Stimmte das? Carter musste erst nachdenken.

Weston notierte die Zahl.

Ja, sie hatte recht, jetzt, wo Carter genauer darüber nachdachte. War das normal für verheiratete Paare? Man konnte es nie wirklich wissen.

»Also gut«, sagte Dr. Weston, lehnte sich in seinem Sessel zurück und schob die Ärmel hoch.

Unwillkürlich fiel Carters Blick auf die goldenen Manschettenknöpfe.

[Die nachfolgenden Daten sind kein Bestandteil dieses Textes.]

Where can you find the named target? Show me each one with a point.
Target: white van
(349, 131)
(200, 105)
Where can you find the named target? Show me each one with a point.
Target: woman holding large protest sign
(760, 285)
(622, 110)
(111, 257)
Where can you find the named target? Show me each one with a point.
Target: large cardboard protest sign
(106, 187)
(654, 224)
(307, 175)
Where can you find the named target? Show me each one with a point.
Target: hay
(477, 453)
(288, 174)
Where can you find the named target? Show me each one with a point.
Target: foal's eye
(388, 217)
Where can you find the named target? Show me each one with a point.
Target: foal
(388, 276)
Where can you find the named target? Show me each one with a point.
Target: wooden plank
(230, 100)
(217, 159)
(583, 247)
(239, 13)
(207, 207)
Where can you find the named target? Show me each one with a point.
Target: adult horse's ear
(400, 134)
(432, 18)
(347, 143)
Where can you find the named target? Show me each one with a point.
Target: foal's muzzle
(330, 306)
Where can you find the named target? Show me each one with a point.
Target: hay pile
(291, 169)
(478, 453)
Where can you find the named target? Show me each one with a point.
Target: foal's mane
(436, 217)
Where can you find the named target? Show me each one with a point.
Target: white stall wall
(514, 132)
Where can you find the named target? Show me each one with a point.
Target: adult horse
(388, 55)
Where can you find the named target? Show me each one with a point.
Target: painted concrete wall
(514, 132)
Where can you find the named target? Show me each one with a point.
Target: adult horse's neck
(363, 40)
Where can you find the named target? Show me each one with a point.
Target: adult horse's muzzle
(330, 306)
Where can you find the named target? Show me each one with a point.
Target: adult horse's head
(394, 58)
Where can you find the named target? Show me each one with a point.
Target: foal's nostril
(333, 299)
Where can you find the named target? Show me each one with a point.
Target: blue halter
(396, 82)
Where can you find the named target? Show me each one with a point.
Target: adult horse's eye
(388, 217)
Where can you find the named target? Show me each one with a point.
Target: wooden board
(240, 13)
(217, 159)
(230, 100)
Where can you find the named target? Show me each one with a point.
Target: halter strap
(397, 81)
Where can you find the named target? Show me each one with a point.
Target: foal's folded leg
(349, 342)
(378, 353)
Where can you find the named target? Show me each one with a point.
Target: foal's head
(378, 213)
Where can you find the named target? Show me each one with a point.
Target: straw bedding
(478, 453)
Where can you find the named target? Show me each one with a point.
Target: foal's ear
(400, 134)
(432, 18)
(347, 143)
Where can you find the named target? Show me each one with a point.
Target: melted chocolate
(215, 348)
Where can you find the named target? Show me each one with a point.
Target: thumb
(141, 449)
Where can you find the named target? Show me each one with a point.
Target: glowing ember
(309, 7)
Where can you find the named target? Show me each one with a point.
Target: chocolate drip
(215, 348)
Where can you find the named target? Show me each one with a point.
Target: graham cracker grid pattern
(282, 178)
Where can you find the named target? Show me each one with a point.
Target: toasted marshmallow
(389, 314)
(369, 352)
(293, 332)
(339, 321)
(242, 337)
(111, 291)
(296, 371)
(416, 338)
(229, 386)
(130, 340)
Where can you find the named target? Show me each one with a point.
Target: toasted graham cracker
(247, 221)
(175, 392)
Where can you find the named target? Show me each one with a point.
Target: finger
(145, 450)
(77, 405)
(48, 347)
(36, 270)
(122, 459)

»Sie sind beide jung, so dass wir, solange wir nicht doch noch auf irgendwelche Schwierigkeiten stoßen, meines Erachtens höchstwahrscheinlich Erfolg haben werden.«

»Aber warum hat es bisher noch nicht geklappt?«, fragte Beth. »Ich meine, mit was für Schwierigkeiten genau rechnen Sie?«

Dr. Weston antwortete nur ausweichend. »Eine Menge Dinge kann die Empfängnis erschweren, von einem blockierten Eileiter bis zu einer zu geringen Spermienanzahl, aber die gute Nachricht ist, dass wir heutzutage Mittel und Wege haben, um nahezu alle Probleme zu umgehen. Ich schlage Ihnen Folgendes vor …«

Während der nächsten fünfzehn Minuten skizzierte Dr. Weston eine Reihe von Schritten, angefangen von einem Tagebuch über ihren Geschlechtsverkehr bis hin zu dem Vorschlag, dass sie die Stellung verändern sollten, um die besten Voraussetzungen für eine Empfängnis zu schaffen. Insbesondere Carter erhielt den Rat, Boxershorts anstelle von Slips zu tragen, weil dann die Temperatur im Hodensack niedriger sei, woraufhin mehr und beweglichere Spermien produziert würden. Außerdem sollte er einen weiteren Termin vereinbaren, um seine Spermien zählen zu lassen.

»Ich soll also herkommen und eine … Spermienprobe hierlassen?«, fragte Carter.

»Ja. Ich möchte, dass Sie sich vierundzwanzig Stunden vor dem Termin jegliche sexuelle Aktivität – oder, um genauer zu sein: jede Ejakulation – versagen. Morgens ist der beste Zeitpunkt.«

Beth empfahl er, sich einen eigenen Termin für eine umfassende Untersuchung geben zu lassen, dann stand Dr. Weston unvermittelt auf und reichte ihnen erneut über den Schreibtisch hinweg die Hand. »Ich denke, in Ihrem Fall werden wir außerordentlichen Erfolg haben«, sagte er.